After Easter, I couldn't bear to throw out all the egg dye, so I froze it in ice cube trays thinking my daughter could have fun painting with ice. I had had grand fun with this myself in my days as a preschool teaching assistant, so I was looking forward to sharing the experience with her.
I plopped the first set of ice cubes onto a sheet of newsprint on the back porch and expected... well, more. :D* She thought they looked neat and pushed them around a little bit, but didn't like how cold they were, so I gave her a bubble wand to move them with, but the momentum had begun to fizzle.
Juggling her younger brother and a bad back while this was happening prevented me from really getting involved in modeling what one could do with such a boon; but, I thought, surely, my brilliant daughter can figure out how to have fun with this given a few words of encouragement! She seemed interested enough, so I got out the other trays. I had lots of different colors and they were all melting differently.
She never really got into it and quickly became pretty non-plussed by the whole concept when she realized that the ice cubes were all going to melt and disappear. She seemed more attached to the ice cubes as objects than art tools.
Me: (in a half-hearted attempt at reverse psychology) "Well, I'm sorry, I did this because I thought it would be fun for you, I guess I shouldn't have bothered."
D: "It was fun. But then they started melting."
sorry kiddo! |
It was still neat (for me) to watch them melt as it became a temporary art installation type moment on the porch.
A few days later:
After making (amazingly tasty) Osso Buco * I kind of fell in love with the oval slices of bone left over. I figured, I save shells for D to play with; why not bones? I read up on how to clean them and it worked great. You'll notice them weighing our paper down during the ice cube painting.
I had a flash of inspiration and decided to draw sets of faces with chalk that had missing features and have her place the bones to "fill in the blanks".
I enjoyed seeing her placement of the features and we had fun figuring out which feature was missing. I also drew many different face shapes just to mix up the perceptions and visuals.

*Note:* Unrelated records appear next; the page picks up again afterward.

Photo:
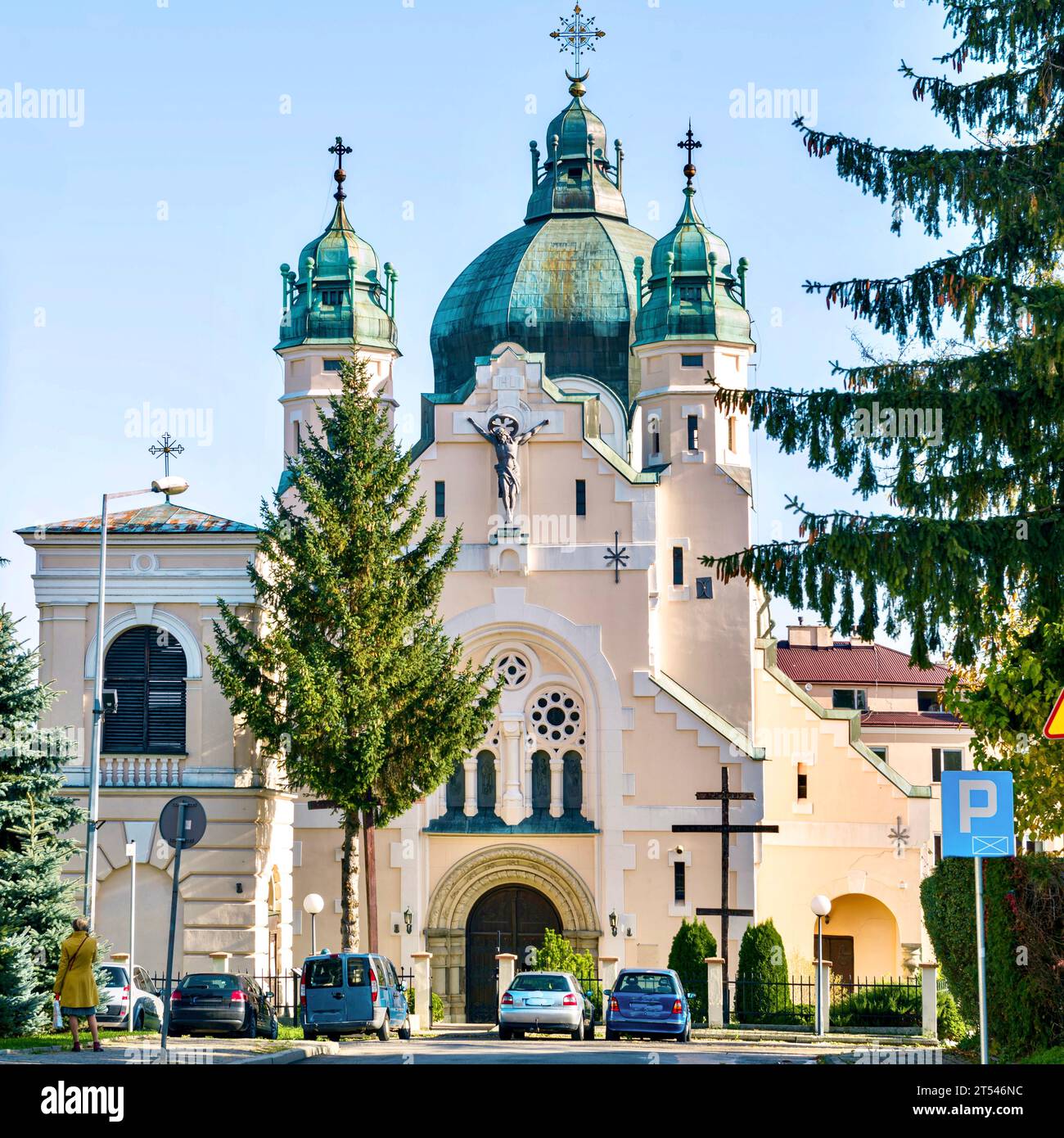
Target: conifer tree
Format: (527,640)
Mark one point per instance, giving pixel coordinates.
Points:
(973,549)
(979,522)
(35,904)
(349,674)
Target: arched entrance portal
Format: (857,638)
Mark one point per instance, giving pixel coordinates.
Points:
(507,919)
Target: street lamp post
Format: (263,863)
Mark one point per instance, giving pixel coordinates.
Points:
(166,486)
(821,906)
(313,904)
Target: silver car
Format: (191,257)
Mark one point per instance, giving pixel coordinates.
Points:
(550,1001)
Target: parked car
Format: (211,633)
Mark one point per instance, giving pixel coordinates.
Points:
(647,1001)
(347,994)
(548,1001)
(222,1003)
(116,994)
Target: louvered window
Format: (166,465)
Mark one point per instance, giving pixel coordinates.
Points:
(146,667)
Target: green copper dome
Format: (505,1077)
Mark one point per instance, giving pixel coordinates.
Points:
(692,291)
(565,282)
(336,292)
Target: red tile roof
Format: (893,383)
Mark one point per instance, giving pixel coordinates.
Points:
(909,720)
(854,664)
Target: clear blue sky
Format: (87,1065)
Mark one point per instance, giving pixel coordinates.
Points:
(104,306)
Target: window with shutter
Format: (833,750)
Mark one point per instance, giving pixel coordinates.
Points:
(146,667)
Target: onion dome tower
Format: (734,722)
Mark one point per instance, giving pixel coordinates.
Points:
(563,283)
(692,292)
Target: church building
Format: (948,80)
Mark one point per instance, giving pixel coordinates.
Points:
(573,434)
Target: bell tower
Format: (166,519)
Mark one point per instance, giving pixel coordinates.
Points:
(336,304)
(692,332)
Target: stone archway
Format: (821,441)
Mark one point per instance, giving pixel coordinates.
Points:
(483,871)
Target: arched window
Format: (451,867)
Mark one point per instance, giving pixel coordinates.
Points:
(541,781)
(486,782)
(573,784)
(146,668)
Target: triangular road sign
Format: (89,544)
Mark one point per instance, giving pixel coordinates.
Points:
(1054,726)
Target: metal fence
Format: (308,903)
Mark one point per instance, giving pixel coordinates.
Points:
(883,1003)
(772,1001)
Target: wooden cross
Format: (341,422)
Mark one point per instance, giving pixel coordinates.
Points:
(725,797)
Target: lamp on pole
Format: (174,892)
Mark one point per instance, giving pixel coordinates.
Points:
(313,904)
(166,486)
(821,906)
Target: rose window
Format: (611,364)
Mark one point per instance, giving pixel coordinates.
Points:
(557,717)
(511,670)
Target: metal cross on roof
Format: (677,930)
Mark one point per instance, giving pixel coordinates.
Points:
(690,146)
(340,173)
(617,557)
(165,447)
(577,34)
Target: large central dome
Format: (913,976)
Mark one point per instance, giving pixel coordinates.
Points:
(563,283)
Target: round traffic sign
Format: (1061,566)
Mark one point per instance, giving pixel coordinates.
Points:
(195,820)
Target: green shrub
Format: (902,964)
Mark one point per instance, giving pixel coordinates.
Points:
(763,973)
(1025,927)
(879,1006)
(691,945)
(950,1023)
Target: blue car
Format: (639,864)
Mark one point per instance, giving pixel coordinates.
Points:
(345,994)
(647,1001)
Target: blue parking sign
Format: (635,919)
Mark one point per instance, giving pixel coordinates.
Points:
(978,814)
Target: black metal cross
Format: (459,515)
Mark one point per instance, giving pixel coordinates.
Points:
(166,447)
(617,557)
(690,146)
(577,34)
(725,797)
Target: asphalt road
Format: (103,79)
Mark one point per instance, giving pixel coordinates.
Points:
(490,1050)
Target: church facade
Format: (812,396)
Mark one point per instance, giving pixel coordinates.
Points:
(574,436)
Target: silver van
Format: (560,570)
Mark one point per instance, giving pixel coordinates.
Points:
(349,994)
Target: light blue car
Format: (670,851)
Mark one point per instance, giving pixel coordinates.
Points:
(647,1001)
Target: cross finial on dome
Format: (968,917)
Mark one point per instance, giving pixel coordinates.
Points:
(690,146)
(577,34)
(340,173)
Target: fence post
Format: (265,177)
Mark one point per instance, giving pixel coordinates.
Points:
(715,990)
(422,966)
(608,969)
(823,995)
(507,964)
(929,988)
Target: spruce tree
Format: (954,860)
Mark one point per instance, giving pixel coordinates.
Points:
(35,904)
(347,674)
(973,540)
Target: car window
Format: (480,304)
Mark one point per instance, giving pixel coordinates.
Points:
(114,975)
(210,981)
(649,983)
(539,982)
(323,972)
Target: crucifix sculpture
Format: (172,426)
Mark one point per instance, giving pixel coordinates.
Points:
(504,434)
(725,797)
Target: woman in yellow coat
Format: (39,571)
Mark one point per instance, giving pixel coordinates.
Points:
(75,986)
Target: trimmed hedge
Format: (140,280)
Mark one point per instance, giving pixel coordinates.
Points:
(1025,928)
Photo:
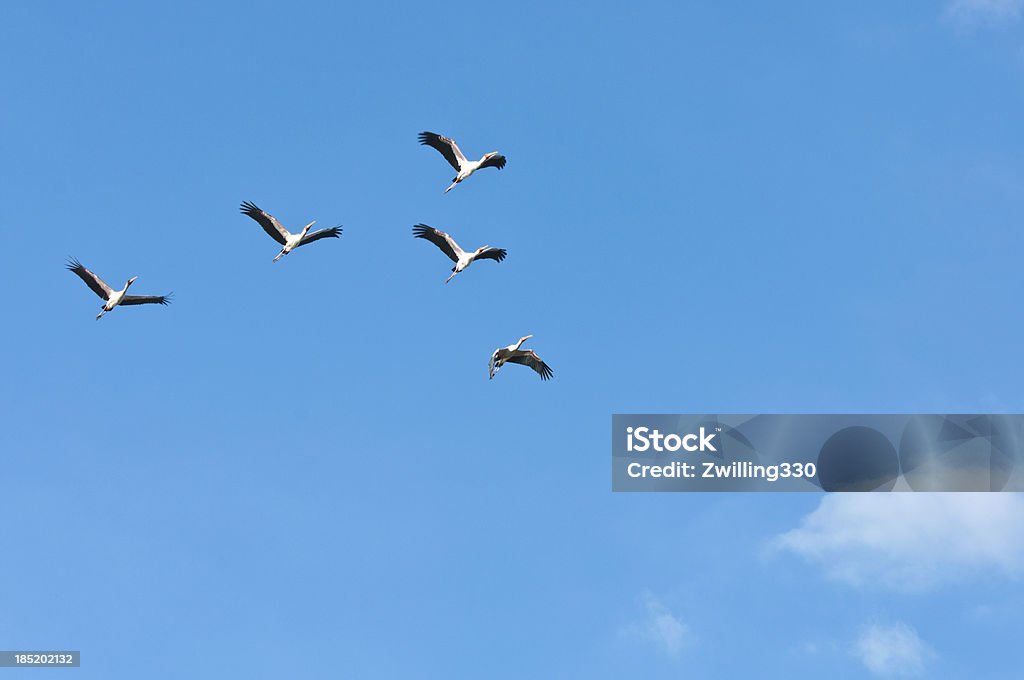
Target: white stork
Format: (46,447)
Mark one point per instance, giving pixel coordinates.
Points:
(113,298)
(516,355)
(461,258)
(288,240)
(454,155)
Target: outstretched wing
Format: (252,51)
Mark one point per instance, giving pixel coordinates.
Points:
(497,254)
(439,239)
(446,146)
(91,280)
(496,161)
(529,357)
(146,299)
(267,221)
(333,232)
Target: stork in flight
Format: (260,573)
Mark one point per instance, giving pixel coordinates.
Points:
(461,258)
(514,354)
(288,240)
(113,298)
(450,150)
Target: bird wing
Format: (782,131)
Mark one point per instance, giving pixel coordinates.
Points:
(146,299)
(492,366)
(333,232)
(439,239)
(91,280)
(497,254)
(267,221)
(529,357)
(446,146)
(496,161)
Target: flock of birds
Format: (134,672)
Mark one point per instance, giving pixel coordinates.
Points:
(448,147)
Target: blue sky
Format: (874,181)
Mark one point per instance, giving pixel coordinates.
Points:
(301,470)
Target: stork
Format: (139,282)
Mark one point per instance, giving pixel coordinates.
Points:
(461,258)
(288,240)
(515,355)
(450,150)
(113,298)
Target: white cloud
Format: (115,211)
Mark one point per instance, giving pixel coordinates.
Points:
(892,650)
(659,627)
(910,542)
(970,13)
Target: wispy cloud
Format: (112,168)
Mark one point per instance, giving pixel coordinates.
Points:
(892,650)
(659,627)
(910,542)
(973,13)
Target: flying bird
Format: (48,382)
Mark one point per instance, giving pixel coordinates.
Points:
(454,155)
(288,240)
(461,258)
(113,298)
(516,355)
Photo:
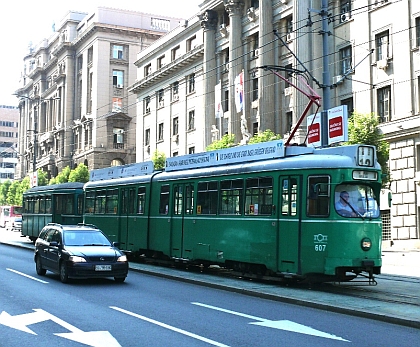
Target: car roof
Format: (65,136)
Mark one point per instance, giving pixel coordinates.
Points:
(74,228)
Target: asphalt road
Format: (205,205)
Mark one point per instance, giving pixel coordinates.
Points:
(154,311)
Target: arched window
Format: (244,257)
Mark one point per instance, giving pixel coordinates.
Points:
(117,162)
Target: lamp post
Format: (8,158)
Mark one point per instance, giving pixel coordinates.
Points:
(37,114)
(35,130)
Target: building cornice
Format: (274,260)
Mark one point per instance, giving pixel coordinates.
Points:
(183,61)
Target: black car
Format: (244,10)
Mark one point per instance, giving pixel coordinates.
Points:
(78,251)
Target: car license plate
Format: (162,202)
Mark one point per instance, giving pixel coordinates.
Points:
(103,268)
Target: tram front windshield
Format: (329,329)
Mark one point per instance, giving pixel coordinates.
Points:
(356,201)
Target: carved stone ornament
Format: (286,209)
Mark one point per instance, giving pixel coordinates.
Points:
(208,19)
(234,7)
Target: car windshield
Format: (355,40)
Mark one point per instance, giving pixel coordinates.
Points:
(80,238)
(356,201)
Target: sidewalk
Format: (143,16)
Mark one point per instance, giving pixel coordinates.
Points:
(404,263)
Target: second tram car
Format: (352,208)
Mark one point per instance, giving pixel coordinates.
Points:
(275,217)
(57,203)
(8,214)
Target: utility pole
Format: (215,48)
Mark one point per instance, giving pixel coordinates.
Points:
(35,137)
(325,73)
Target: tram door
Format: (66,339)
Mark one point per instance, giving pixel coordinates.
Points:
(128,199)
(290,224)
(183,206)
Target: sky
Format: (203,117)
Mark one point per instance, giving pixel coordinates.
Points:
(28,21)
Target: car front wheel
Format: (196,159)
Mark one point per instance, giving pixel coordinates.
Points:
(39,270)
(64,274)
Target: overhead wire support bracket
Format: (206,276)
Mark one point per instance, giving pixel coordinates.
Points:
(313,97)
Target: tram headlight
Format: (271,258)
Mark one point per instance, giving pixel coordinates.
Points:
(366,243)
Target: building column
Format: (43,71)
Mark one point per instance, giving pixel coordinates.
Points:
(209,23)
(266,110)
(235,9)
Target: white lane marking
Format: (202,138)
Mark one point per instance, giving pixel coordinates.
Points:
(166,326)
(25,275)
(281,324)
(89,338)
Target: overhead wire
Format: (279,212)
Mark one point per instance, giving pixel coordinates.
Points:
(215,71)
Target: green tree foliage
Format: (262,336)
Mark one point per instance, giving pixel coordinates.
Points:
(62,177)
(12,198)
(4,189)
(227,141)
(23,187)
(79,174)
(159,160)
(265,136)
(363,128)
(42,178)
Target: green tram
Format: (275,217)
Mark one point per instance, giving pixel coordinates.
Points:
(57,203)
(262,215)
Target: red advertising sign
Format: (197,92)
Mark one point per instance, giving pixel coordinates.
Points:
(337,124)
(314,134)
(314,130)
(335,127)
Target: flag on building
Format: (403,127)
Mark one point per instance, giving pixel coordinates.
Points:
(218,112)
(239,92)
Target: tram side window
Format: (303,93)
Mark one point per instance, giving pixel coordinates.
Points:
(36,205)
(289,197)
(65,204)
(132,201)
(111,201)
(259,196)
(48,204)
(178,195)
(90,202)
(231,196)
(80,204)
(100,199)
(42,204)
(26,205)
(189,199)
(207,193)
(31,205)
(318,196)
(184,199)
(141,200)
(164,200)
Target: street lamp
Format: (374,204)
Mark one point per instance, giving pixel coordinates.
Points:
(35,130)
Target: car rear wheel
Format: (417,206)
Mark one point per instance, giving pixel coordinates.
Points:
(64,274)
(39,270)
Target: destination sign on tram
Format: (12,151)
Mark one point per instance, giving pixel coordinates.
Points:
(239,154)
(135,169)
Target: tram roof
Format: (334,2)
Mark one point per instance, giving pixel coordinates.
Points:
(57,188)
(296,158)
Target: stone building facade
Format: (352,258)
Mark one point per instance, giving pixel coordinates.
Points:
(9,123)
(353,53)
(74,104)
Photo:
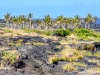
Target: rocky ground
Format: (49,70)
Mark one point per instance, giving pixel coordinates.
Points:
(33,59)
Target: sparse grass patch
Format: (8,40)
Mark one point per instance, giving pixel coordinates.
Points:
(69,67)
(10,56)
(38,43)
(19,41)
(93,61)
(67,54)
(8,31)
(62,32)
(97,54)
(87,34)
(45,32)
(81,64)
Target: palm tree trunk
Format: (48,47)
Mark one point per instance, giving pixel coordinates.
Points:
(85,26)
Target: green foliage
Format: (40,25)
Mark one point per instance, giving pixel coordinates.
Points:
(10,56)
(45,32)
(86,34)
(8,31)
(62,32)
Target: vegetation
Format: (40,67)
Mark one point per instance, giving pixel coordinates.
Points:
(86,34)
(62,32)
(10,56)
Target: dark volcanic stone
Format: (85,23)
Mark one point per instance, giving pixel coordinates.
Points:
(19,64)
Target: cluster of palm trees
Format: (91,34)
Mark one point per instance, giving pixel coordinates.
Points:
(27,21)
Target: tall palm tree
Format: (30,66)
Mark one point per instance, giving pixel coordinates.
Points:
(60,21)
(95,19)
(30,16)
(77,20)
(38,22)
(48,21)
(88,21)
(7,19)
(13,20)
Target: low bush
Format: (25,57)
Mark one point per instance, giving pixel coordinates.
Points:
(86,34)
(10,56)
(45,32)
(8,31)
(62,32)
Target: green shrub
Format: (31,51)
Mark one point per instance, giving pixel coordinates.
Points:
(86,34)
(10,56)
(45,32)
(62,32)
(8,31)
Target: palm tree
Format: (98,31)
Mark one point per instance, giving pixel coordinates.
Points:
(95,19)
(38,22)
(13,20)
(60,21)
(77,20)
(88,21)
(48,21)
(30,16)
(7,19)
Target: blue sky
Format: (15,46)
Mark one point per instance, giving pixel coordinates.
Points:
(40,8)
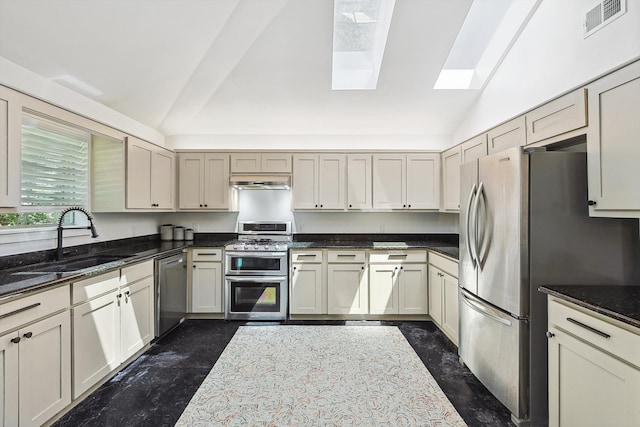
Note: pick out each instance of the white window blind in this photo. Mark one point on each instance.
(55, 163)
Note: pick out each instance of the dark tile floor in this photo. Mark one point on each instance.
(156, 388)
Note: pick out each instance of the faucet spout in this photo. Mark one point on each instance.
(91, 226)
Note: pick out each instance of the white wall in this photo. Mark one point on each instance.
(30, 83)
(275, 205)
(310, 142)
(551, 57)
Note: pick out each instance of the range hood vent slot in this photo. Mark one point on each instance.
(261, 182)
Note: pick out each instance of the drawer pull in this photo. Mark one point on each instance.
(20, 310)
(589, 328)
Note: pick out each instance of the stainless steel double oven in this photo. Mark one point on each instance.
(256, 272)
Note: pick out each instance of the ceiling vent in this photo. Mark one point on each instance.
(602, 14)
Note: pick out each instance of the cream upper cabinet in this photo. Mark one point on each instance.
(319, 181)
(406, 181)
(507, 135)
(203, 181)
(561, 115)
(359, 181)
(592, 360)
(10, 137)
(613, 144)
(307, 286)
(473, 148)
(260, 163)
(150, 176)
(451, 160)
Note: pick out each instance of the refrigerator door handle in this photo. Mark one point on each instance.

She even took it a step further and drew her own face for me to figure out the missing feature on!
It was one of those easy, spontaneous whims that just felt particularly satisfying for this SAHMA (stay-at-home-mom-artist). When we decided to wrap it up she looked at me and said "Let's go sit in the hammock and watch this NOT MELT."
* I've made this twice and it's actually really easy, forgiving and sooo good.
I know it's supposed to be veal, but I've never eaten veal. (changes to recipe) I used 8 smaller beef shanks, a bottle of tomato puree blend something, red wine, dried herbs and I think a little sugar. I divided it up between two enameled dutch oven type pans. I really just sear off the meat in some oil, take it out, sweat the veggies, then add everything in together and put the lid on and put it in the oven for approximately 4 hours, occasionally checking on it.